If the PCC were sharing a server to save money, we would be able to do a reverse IP lookup on the 22.214.171.124 address and see who else is there. Oh look! If we do, we find all these sites:
2-dk.com, africanpressagency.com, cavgds.co.uk.codecircus.co.uk,cdaperform.co.uk.codecircus.co.uk, danvirgo.com, dimensional-media.com, grantbarnett.com.codecircus.co.uk, reporter.codecircus.co.uk, secure.thetoolman.co.uk, shop.cfauk.org, simonrumley.com.codecircus.co.uk, tmm.codecircus.co.uk, uksip.org.codecircus.co.uk, v2.codecircus.co.uk, www.2-dk.co.uk, www.airsafetyinyourhands.com, www.aquista.com, www.atlas.guernseyci.com, www.atlasgibraltar.com, www.atlasoffshorejobs.com, www.bicha.co.uk, www.bolero.net, www.cavgds.co.uk, www.cdaperform.co.uk, www.cerethouse.com, www.cfauk.org, www.codecircus.co.uk, www.colouring-in.co.uk, www.cut-coms.co.uk, www.emberjd.com, www.estelabravo.com, www.grantbarnett.com, www.jhw.co.uk, www.mymediasafe.co.uk, www.newwavefilms.co.uk, www.omexperts.co.uk, www.onlinemediaexperts.co.uk, www.pcc.org.uk, www.pcc.org.uk.codecircus.co.uk, www.phoebusassociates.co.uk, www.robertcohen.info, www.simonrumley.com, www.stephenaustin.co.uk, www.sun-sea-golf-spain.com, www.theagency.co.uk, www.thebrianjacketletdown.com, www.thecollectivedesign.co.uk, www.uksip.org, www.vistacarespain.co.uk, www.vocalbaobab.co.uk, www.wordswork.co.uk, www2.uksip.org
I tried a few of these on Friday, and they were all struggling as well - database errors or just nothing appearing. I'm not sure what the UK Society of Investment Professionals or the Civil Aviation Authority make of this (actually, I'm not sure what I think of the CAA's airsafetyinyourhands.com having air safety in anyone's hands if this is their hosting arrangement).

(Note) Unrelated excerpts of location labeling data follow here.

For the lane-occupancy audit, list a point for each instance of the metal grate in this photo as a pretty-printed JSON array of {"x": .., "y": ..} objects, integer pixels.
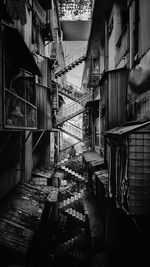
[
  {"x": 139, "y": 172},
  {"x": 18, "y": 113}
]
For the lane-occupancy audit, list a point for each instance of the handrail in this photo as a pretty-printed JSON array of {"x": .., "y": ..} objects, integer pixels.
[
  {"x": 77, "y": 54},
  {"x": 84, "y": 147},
  {"x": 84, "y": 141},
  {"x": 80, "y": 102},
  {"x": 22, "y": 99},
  {"x": 68, "y": 122}
]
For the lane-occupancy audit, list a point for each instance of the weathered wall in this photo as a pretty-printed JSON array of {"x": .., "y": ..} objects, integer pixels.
[{"x": 28, "y": 157}]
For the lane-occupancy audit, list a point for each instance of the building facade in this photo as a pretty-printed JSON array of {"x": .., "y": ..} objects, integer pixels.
[{"x": 30, "y": 48}]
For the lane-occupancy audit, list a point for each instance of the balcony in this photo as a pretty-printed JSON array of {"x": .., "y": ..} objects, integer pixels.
[{"x": 18, "y": 113}]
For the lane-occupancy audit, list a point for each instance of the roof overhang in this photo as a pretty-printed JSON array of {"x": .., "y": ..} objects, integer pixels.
[
  {"x": 92, "y": 104},
  {"x": 126, "y": 129},
  {"x": 76, "y": 30},
  {"x": 17, "y": 51}
]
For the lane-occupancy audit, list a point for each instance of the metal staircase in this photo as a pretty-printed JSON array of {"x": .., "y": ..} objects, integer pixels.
[
  {"x": 80, "y": 146},
  {"x": 71, "y": 110},
  {"x": 72, "y": 61},
  {"x": 72, "y": 130},
  {"x": 72, "y": 91},
  {"x": 74, "y": 109}
]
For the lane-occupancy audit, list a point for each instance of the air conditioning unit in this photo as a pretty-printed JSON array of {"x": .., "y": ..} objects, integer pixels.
[{"x": 53, "y": 57}]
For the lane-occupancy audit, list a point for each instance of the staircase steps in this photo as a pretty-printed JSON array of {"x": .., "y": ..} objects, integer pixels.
[
  {"x": 61, "y": 119},
  {"x": 73, "y": 173},
  {"x": 72, "y": 61},
  {"x": 71, "y": 91},
  {"x": 76, "y": 214},
  {"x": 71, "y": 134},
  {"x": 71, "y": 200}
]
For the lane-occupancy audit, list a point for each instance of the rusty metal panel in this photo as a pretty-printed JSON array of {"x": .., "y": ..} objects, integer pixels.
[
  {"x": 43, "y": 107},
  {"x": 144, "y": 26},
  {"x": 117, "y": 90},
  {"x": 139, "y": 173}
]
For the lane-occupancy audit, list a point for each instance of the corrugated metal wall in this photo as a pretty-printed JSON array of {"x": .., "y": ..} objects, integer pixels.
[
  {"x": 43, "y": 107},
  {"x": 144, "y": 26},
  {"x": 117, "y": 91},
  {"x": 139, "y": 173}
]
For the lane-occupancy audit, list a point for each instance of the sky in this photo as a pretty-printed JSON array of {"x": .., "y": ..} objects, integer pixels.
[{"x": 74, "y": 76}]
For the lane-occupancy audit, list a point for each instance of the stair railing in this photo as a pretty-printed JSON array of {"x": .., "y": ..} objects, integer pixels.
[
  {"x": 71, "y": 60},
  {"x": 80, "y": 146},
  {"x": 72, "y": 129},
  {"x": 73, "y": 107}
]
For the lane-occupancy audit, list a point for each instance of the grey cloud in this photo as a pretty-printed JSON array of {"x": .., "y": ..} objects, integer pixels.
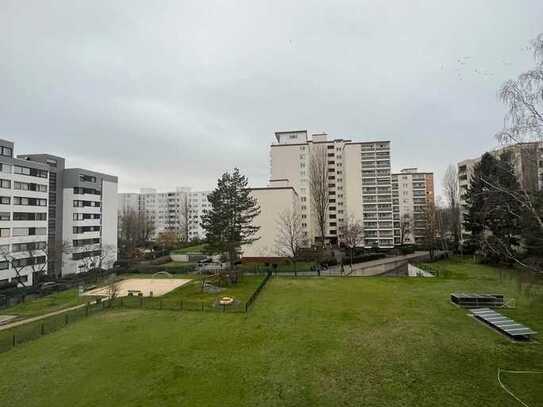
[{"x": 176, "y": 92}]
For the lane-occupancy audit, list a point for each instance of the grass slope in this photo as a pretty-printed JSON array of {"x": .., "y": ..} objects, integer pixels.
[
  {"x": 44, "y": 305},
  {"x": 200, "y": 248},
  {"x": 307, "y": 342}
]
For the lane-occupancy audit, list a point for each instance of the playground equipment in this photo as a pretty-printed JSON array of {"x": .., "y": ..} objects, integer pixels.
[
  {"x": 226, "y": 301},
  {"x": 162, "y": 273}
]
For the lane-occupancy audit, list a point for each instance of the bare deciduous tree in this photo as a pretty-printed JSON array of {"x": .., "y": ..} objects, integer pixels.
[
  {"x": 431, "y": 228},
  {"x": 523, "y": 122},
  {"x": 451, "y": 222},
  {"x": 93, "y": 256},
  {"x": 352, "y": 235},
  {"x": 524, "y": 100},
  {"x": 318, "y": 184},
  {"x": 135, "y": 229},
  {"x": 184, "y": 217},
  {"x": 406, "y": 228},
  {"x": 290, "y": 234}
]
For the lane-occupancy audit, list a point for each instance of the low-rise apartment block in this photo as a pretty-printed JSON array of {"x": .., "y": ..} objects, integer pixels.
[{"x": 35, "y": 192}]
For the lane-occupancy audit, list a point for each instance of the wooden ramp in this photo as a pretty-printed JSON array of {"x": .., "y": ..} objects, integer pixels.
[
  {"x": 503, "y": 324},
  {"x": 477, "y": 300}
]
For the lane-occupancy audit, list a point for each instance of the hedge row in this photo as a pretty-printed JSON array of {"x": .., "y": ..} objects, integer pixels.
[
  {"x": 356, "y": 259},
  {"x": 148, "y": 269}
]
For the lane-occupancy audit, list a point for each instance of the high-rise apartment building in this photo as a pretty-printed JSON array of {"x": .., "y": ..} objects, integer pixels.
[
  {"x": 527, "y": 160},
  {"x": 413, "y": 196},
  {"x": 89, "y": 220},
  {"x": 38, "y": 234},
  {"x": 359, "y": 184},
  {"x": 168, "y": 210},
  {"x": 23, "y": 217}
]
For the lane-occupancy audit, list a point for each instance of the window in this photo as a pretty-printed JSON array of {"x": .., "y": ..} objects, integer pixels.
[
  {"x": 85, "y": 229},
  {"x": 29, "y": 216},
  {"x": 33, "y": 172},
  {"x": 83, "y": 255},
  {"x": 80, "y": 190},
  {"x": 25, "y": 186},
  {"x": 29, "y": 261},
  {"x": 85, "y": 242},
  {"x": 6, "y": 151},
  {"x": 23, "y": 247},
  {"x": 18, "y": 200},
  {"x": 29, "y": 231},
  {"x": 83, "y": 204},
  {"x": 87, "y": 178}
]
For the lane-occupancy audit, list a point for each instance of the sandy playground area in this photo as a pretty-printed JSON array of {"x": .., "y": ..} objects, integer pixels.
[{"x": 146, "y": 286}]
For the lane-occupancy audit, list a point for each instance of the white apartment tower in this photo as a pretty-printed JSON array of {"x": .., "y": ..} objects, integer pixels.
[
  {"x": 167, "y": 210},
  {"x": 413, "y": 196},
  {"x": 359, "y": 182},
  {"x": 23, "y": 217},
  {"x": 527, "y": 160},
  {"x": 89, "y": 220}
]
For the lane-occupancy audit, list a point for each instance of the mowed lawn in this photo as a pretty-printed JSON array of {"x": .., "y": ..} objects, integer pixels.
[
  {"x": 50, "y": 303},
  {"x": 306, "y": 342}
]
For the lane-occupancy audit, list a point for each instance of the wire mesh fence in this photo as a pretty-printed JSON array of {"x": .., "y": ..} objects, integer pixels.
[{"x": 13, "y": 337}]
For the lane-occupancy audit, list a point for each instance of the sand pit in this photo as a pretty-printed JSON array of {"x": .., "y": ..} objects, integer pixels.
[{"x": 144, "y": 285}]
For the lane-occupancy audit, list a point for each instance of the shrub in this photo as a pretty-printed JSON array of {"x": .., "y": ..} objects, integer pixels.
[
  {"x": 161, "y": 260},
  {"x": 407, "y": 249}
]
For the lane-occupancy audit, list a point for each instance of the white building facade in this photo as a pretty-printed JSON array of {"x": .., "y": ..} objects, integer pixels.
[
  {"x": 413, "y": 198},
  {"x": 168, "y": 210},
  {"x": 23, "y": 218},
  {"x": 90, "y": 220},
  {"x": 359, "y": 182}
]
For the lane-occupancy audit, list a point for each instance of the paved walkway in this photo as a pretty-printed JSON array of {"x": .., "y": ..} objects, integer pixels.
[{"x": 39, "y": 317}]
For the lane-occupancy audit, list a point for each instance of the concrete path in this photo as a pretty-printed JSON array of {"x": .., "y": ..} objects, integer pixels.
[
  {"x": 383, "y": 266},
  {"x": 39, "y": 317}
]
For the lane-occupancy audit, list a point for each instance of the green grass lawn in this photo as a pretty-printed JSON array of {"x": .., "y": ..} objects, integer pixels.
[
  {"x": 192, "y": 292},
  {"x": 196, "y": 249},
  {"x": 44, "y": 305},
  {"x": 287, "y": 267},
  {"x": 306, "y": 342}
]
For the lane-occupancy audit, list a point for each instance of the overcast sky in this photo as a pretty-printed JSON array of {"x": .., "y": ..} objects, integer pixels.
[{"x": 173, "y": 93}]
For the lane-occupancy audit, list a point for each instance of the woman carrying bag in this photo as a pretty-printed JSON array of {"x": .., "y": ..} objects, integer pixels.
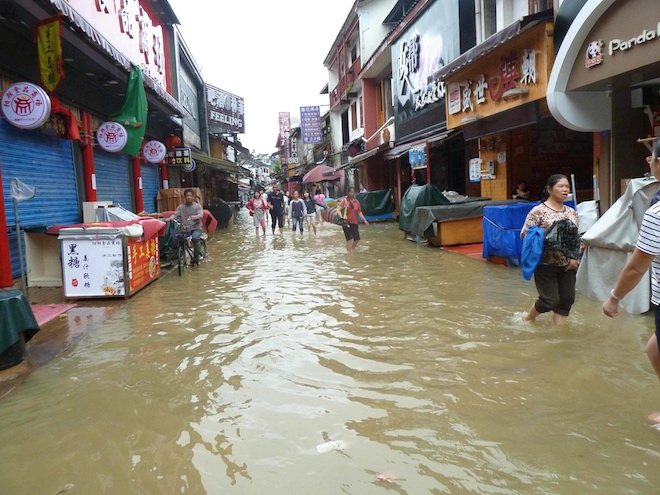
[{"x": 555, "y": 276}]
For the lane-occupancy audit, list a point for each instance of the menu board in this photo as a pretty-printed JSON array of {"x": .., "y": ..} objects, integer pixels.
[
  {"x": 93, "y": 268},
  {"x": 143, "y": 262}
]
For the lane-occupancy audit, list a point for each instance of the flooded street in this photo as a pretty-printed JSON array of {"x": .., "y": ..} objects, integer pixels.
[{"x": 287, "y": 366}]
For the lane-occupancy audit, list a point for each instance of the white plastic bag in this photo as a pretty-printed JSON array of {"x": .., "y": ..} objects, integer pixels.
[
  {"x": 587, "y": 215},
  {"x": 20, "y": 191}
]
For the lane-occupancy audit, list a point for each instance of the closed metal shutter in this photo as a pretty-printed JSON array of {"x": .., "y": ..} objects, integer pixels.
[
  {"x": 150, "y": 185},
  {"x": 43, "y": 162},
  {"x": 113, "y": 180}
]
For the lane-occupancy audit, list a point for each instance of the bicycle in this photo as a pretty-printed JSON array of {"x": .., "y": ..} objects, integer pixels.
[{"x": 183, "y": 244}]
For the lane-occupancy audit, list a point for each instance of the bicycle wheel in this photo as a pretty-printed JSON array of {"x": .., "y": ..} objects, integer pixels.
[
  {"x": 202, "y": 248},
  {"x": 181, "y": 258}
]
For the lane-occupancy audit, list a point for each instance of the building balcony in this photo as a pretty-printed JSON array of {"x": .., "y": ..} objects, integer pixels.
[{"x": 342, "y": 92}]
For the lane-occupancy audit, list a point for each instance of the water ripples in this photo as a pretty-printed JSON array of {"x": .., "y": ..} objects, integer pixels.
[{"x": 286, "y": 365}]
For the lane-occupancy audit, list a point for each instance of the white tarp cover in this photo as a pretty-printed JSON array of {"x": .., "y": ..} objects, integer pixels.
[{"x": 611, "y": 241}]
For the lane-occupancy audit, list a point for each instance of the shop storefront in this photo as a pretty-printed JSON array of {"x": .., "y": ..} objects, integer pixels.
[
  {"x": 496, "y": 96},
  {"x": 113, "y": 178},
  {"x": 42, "y": 161},
  {"x": 92, "y": 58},
  {"x": 606, "y": 79},
  {"x": 419, "y": 101},
  {"x": 150, "y": 185}
]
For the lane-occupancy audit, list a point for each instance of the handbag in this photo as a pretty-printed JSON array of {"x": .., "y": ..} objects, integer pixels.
[{"x": 343, "y": 220}]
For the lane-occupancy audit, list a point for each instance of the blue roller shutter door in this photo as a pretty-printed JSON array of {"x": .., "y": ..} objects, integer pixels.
[
  {"x": 43, "y": 162},
  {"x": 150, "y": 186},
  {"x": 113, "y": 180}
]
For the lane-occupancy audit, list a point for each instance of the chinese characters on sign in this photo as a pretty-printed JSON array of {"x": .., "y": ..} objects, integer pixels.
[
  {"x": 26, "y": 105},
  {"x": 417, "y": 157},
  {"x": 154, "y": 151},
  {"x": 93, "y": 267},
  {"x": 143, "y": 261},
  {"x": 310, "y": 125},
  {"x": 111, "y": 136},
  {"x": 131, "y": 26},
  {"x": 181, "y": 157},
  {"x": 512, "y": 72},
  {"x": 288, "y": 146},
  {"x": 49, "y": 46},
  {"x": 226, "y": 112},
  {"x": 408, "y": 64}
]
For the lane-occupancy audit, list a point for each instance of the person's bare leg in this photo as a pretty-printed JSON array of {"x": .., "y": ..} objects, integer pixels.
[
  {"x": 531, "y": 314},
  {"x": 559, "y": 320},
  {"x": 653, "y": 354}
]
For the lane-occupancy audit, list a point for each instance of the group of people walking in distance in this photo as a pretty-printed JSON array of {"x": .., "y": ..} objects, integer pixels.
[
  {"x": 555, "y": 274},
  {"x": 304, "y": 211}
]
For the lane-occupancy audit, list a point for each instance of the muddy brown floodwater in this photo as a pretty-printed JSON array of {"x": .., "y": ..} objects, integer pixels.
[{"x": 285, "y": 366}]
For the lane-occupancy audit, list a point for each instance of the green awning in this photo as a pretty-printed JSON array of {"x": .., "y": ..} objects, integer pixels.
[{"x": 218, "y": 163}]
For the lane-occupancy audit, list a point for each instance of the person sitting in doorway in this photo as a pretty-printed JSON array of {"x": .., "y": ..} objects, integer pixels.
[{"x": 190, "y": 215}]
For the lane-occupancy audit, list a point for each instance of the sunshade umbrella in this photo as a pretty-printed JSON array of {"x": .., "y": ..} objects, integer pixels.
[{"x": 321, "y": 173}]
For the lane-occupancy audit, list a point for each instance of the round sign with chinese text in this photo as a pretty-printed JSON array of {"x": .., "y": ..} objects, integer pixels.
[
  {"x": 26, "y": 105},
  {"x": 154, "y": 151},
  {"x": 189, "y": 167},
  {"x": 111, "y": 136}
]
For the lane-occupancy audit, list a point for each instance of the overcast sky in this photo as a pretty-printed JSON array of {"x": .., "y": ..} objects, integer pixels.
[{"x": 269, "y": 53}]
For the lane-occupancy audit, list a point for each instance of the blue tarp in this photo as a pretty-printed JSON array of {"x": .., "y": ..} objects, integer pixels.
[{"x": 502, "y": 226}]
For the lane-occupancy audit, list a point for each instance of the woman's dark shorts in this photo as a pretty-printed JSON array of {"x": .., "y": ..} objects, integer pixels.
[
  {"x": 351, "y": 232},
  {"x": 656, "y": 312},
  {"x": 556, "y": 287}
]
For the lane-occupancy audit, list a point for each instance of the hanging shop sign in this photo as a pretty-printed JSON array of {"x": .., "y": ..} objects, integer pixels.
[
  {"x": 180, "y": 157},
  {"x": 26, "y": 105},
  {"x": 111, "y": 136},
  {"x": 417, "y": 57},
  {"x": 49, "y": 48},
  {"x": 131, "y": 27},
  {"x": 510, "y": 76},
  {"x": 189, "y": 167},
  {"x": 310, "y": 125},
  {"x": 417, "y": 157},
  {"x": 154, "y": 151},
  {"x": 226, "y": 112}
]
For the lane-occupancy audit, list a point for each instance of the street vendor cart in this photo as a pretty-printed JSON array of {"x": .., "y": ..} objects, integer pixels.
[{"x": 109, "y": 259}]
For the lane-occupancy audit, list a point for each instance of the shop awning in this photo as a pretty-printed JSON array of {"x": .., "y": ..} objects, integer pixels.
[
  {"x": 237, "y": 146},
  {"x": 402, "y": 149},
  {"x": 120, "y": 59},
  {"x": 362, "y": 156},
  {"x": 493, "y": 42},
  {"x": 322, "y": 173},
  {"x": 218, "y": 163}
]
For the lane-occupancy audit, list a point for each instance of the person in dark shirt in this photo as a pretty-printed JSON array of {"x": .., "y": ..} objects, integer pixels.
[
  {"x": 521, "y": 191},
  {"x": 297, "y": 212},
  {"x": 276, "y": 205}
]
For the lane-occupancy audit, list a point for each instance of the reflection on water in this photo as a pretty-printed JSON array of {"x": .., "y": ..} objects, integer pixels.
[{"x": 285, "y": 365}]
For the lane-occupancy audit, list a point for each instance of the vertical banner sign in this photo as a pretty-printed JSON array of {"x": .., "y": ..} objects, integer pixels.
[
  {"x": 49, "y": 47},
  {"x": 181, "y": 157},
  {"x": 310, "y": 125},
  {"x": 285, "y": 136}
]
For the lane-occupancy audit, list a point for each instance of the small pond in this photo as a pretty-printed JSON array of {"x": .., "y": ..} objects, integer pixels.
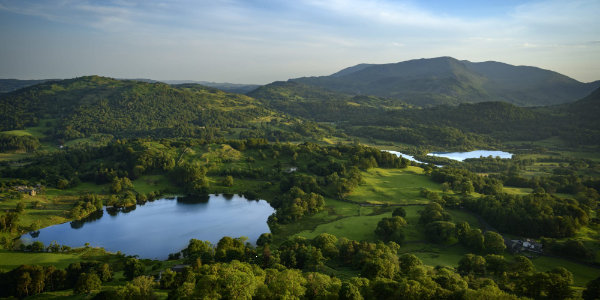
[
  {"x": 460, "y": 156},
  {"x": 163, "y": 226}
]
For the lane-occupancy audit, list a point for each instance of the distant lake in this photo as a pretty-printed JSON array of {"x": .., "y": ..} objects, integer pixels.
[
  {"x": 164, "y": 226},
  {"x": 460, "y": 156}
]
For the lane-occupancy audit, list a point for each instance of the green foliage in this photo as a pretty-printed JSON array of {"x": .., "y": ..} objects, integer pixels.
[
  {"x": 399, "y": 212},
  {"x": 493, "y": 242},
  {"x": 592, "y": 290},
  {"x": 25, "y": 143},
  {"x": 87, "y": 283},
  {"x": 440, "y": 231},
  {"x": 391, "y": 229},
  {"x": 531, "y": 215},
  {"x": 133, "y": 268}
]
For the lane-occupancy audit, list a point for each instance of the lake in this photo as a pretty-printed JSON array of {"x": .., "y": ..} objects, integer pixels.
[
  {"x": 409, "y": 157},
  {"x": 163, "y": 226},
  {"x": 460, "y": 156}
]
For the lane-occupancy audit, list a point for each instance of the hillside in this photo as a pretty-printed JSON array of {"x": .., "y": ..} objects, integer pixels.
[
  {"x": 445, "y": 80},
  {"x": 88, "y": 105},
  {"x": 9, "y": 85}
]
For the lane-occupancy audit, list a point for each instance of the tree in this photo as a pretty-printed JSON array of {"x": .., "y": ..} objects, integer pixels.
[
  {"x": 228, "y": 181},
  {"x": 87, "y": 282},
  {"x": 440, "y": 231},
  {"x": 471, "y": 264},
  {"x": 592, "y": 289},
  {"x": 391, "y": 229},
  {"x": 321, "y": 286},
  {"x": 493, "y": 242},
  {"x": 399, "y": 212},
  {"x": 133, "y": 268},
  {"x": 467, "y": 188},
  {"x": 496, "y": 263},
  {"x": 20, "y": 207},
  {"x": 349, "y": 292},
  {"x": 287, "y": 284},
  {"x": 265, "y": 238}
]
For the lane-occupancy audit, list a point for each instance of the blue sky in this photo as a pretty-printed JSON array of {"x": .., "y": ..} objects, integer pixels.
[{"x": 259, "y": 41}]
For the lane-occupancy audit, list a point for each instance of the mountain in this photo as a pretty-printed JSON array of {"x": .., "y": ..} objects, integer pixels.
[{"x": 445, "y": 80}]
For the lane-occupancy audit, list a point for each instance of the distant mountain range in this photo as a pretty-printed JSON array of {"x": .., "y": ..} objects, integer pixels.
[{"x": 445, "y": 80}]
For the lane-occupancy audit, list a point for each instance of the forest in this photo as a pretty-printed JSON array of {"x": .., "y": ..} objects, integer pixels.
[{"x": 350, "y": 221}]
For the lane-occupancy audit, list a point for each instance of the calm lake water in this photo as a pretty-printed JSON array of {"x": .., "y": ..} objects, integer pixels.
[
  {"x": 460, "y": 156},
  {"x": 164, "y": 226}
]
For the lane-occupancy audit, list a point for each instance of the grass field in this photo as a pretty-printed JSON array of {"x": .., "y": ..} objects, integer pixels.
[
  {"x": 582, "y": 274},
  {"x": 394, "y": 186}
]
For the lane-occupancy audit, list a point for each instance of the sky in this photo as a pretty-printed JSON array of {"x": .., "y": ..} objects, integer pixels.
[{"x": 260, "y": 41}]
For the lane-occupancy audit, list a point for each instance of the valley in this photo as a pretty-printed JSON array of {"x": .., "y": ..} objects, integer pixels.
[{"x": 339, "y": 207}]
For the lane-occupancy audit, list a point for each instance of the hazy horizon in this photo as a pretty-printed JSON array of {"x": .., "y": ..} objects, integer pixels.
[{"x": 257, "y": 42}]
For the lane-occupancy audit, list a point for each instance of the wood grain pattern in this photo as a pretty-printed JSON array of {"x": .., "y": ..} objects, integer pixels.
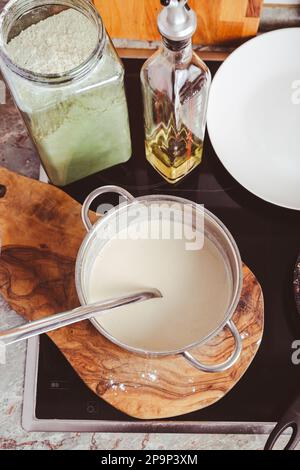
[
  {"x": 41, "y": 232},
  {"x": 219, "y": 21}
]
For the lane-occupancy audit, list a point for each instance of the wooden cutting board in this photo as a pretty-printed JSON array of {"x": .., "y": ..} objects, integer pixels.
[
  {"x": 41, "y": 231},
  {"x": 219, "y": 21}
]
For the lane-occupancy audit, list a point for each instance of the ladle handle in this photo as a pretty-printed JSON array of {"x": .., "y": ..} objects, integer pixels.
[
  {"x": 53, "y": 322},
  {"x": 96, "y": 193},
  {"x": 225, "y": 365}
]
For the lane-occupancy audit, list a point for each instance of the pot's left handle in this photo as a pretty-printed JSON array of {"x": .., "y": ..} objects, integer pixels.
[
  {"x": 225, "y": 365},
  {"x": 97, "y": 192}
]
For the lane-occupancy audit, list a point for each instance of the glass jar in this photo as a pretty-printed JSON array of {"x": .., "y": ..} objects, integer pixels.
[{"x": 77, "y": 120}]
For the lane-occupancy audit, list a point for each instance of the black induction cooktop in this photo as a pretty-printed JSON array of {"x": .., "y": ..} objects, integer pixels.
[{"x": 269, "y": 240}]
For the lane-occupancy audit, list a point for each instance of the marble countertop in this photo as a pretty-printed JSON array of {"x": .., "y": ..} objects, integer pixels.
[{"x": 18, "y": 154}]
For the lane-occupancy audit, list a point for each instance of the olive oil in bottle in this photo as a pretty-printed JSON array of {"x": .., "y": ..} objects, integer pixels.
[{"x": 175, "y": 84}]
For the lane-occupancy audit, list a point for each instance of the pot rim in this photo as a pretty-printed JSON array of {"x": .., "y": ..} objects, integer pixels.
[{"x": 235, "y": 296}]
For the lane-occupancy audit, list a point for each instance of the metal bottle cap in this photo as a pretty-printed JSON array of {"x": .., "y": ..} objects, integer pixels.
[{"x": 177, "y": 21}]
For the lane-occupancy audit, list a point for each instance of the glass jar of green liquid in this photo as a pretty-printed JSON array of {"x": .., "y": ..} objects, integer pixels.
[{"x": 78, "y": 120}]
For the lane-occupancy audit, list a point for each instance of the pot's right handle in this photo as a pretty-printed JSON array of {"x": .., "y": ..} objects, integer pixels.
[
  {"x": 225, "y": 365},
  {"x": 97, "y": 192}
]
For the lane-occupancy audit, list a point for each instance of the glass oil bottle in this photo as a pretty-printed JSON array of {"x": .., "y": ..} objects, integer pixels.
[{"x": 175, "y": 84}]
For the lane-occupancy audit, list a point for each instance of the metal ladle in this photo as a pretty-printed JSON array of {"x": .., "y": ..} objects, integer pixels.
[{"x": 53, "y": 322}]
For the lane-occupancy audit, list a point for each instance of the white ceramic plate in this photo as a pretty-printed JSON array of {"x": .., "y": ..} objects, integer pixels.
[{"x": 254, "y": 116}]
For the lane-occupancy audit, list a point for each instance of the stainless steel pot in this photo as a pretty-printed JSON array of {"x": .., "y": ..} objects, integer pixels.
[{"x": 213, "y": 228}]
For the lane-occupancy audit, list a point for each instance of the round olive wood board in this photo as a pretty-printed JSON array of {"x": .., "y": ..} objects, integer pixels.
[{"x": 41, "y": 231}]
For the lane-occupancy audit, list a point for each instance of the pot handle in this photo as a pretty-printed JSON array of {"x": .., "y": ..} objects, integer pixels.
[
  {"x": 225, "y": 365},
  {"x": 97, "y": 192}
]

The PCC is supposed to deal with complaints about sensitive matters. To cope with this, it should put in place (1) scaleable web hosting (that both the software supplier and hosting partner can achieve) to ensure it can cope with any surge in traffic and (2) security checks to ensure its backend is secure (which include not just checking its own site's security but every other one on the same server).
It appears to have done neither. Which is what I imagine it will do with the 21,000 complaints it has received.